Within the context of civil asset forfeiture, “forfeit” is a misdirection. Whereas forfeit familiarly means “to surrender,” when the state “forfeits” your property, the federal government takes it as a penalty imposed on you.
Kansas regulation permits regulation enforcement to grab and maintain folks’s cash and property if they think or allege it’s related to felony exercise, even when the proprietor isn’t charged with or convicted of a criminal offense. Kansas regulation additionally permits regulation enforcement to maintain 100% of the proceeds from forfeiture.
This association creates a compelling revenue incentive for regulation enforcement companies to grab folks’s cash and property.
In 2018, state lawmakers handed laws that requires all Kansas regulation enforcement companies to report asset seizure and forfeiture data to the Kansas Asset Seizure and Forfeiture Repository.

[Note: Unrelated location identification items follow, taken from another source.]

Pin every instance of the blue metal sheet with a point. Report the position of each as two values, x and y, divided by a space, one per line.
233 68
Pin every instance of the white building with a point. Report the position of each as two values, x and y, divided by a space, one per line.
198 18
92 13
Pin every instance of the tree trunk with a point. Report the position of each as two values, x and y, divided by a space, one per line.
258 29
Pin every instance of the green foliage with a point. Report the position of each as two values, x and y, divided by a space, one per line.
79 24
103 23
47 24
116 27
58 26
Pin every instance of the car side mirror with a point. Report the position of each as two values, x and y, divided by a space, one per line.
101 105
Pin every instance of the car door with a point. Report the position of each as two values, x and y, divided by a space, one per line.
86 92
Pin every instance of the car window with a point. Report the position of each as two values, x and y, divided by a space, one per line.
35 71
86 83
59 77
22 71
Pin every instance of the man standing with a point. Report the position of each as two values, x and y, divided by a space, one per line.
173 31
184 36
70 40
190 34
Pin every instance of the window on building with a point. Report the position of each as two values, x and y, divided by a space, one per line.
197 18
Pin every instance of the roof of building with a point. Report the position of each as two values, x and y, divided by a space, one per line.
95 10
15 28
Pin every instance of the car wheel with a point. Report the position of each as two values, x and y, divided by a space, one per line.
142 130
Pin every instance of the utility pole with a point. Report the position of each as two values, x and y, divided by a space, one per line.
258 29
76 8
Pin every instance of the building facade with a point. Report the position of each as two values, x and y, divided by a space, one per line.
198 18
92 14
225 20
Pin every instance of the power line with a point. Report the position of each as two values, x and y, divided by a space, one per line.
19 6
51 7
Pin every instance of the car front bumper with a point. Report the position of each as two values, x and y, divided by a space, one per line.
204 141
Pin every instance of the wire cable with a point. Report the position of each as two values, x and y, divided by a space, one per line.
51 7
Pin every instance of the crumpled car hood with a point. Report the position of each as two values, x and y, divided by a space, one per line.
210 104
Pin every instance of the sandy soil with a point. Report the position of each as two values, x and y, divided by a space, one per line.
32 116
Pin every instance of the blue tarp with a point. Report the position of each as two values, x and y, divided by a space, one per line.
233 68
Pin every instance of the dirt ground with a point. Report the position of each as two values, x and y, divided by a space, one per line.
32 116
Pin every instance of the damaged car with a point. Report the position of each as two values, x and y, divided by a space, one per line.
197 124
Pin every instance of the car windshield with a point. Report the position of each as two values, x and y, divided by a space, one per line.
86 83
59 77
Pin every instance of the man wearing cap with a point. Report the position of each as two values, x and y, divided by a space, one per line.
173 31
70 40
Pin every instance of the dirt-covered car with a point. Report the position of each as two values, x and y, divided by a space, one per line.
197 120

Since reporting started on July 1, 2019, regulation enforcement companies have reported seizing $20 million in cash and property — a median of $13,000 per day.
Nearly all of the property seized by Kansas regulation enforcement are forfeited. Whereas 80% of householders within the database are nonetheless legally harmless, the state has completely taken roughly 90% of the seized property.
To get well their property, folks should show the property’s innocence — which is why you see forfeiture case names like Kansas Freeway Patrol v. 1959 Chevrolet Corvette.
The few folks fortunate sufficient to regain their property spend a median of 14 months combating for it in court docket.
The Institute for Justice estimates the common value to rent an lawyer to struggle a easy state forfeiture case is $3,000. Half of all seizures within the KASFR have a worth of $3,000 or much less.
So most individuals whose property has been seized by Kansas regulation enforcement are higher off forfeiting what was taken.
Proponents of civil asset forfeiture argue it’s essential to struggle massive felony enterprises, alleging that seizing criminals’ property makes it more durable for them to proceed their unlawful operations.
However the information reveals most seizures in Kansas don’t contain values that might injure organized crime operations — however that always quantity to a major loss for the common particular person.
Though the KASFR database sheds gentle on forfeiture actions in Kansas, darkish spots stay from prevalent errors and omissions.
Kansas regulation enforcement turns over some seizures to federal companies for forfeiture proceedings in federal courts. By a program often called “equitable sharing,” federal companies then return a proportion of the proceeds to Kansas regulation enforcement.
The KBI doesn’t embody these property within the annual studies to the legislature. Consequently, the KBI grossly underrepresents the full quantities of money and property forfeited from folks within the state.
The KBI annual forfeiture studies present the state has forfeited $9.4 million by means of state proceedings. Individuals for Prosperity Basis has discovered Kansas regulation enforcement companies have transferred $5 million extra in seized property to federal companies for forfeiture, which means the KBI studies omit as much as one-third of the full worth of cash and property forfeited within the state.
Lawmakers handed the forfeiture transparency regulation as a result of they suspected civil asset forfeiture was being overused. 4 years of forfeiture information confirms their suspicions and begs the query: is civil asset forfeiture primarily used to advertise public security or police for revenue?
Some states have taken measures to guard folks’s rights and property. New Mexico, for instance, handed legal guidelines to finish civil forfeiture, redirect all felony forfeiture proceeds to the state’s basic fund and place restrictions on the federal forfeiture equitable sharing program.
Final yr, 2022, marked the twenty eighth yr civil asset forfeiture imperiled folks’s rights to property and due course of in Kansas. Maybe, in 2023, it’s time to defend them.
Jon Lueth and Thomas Kimbrell are with Individuals for Prosperity Basis.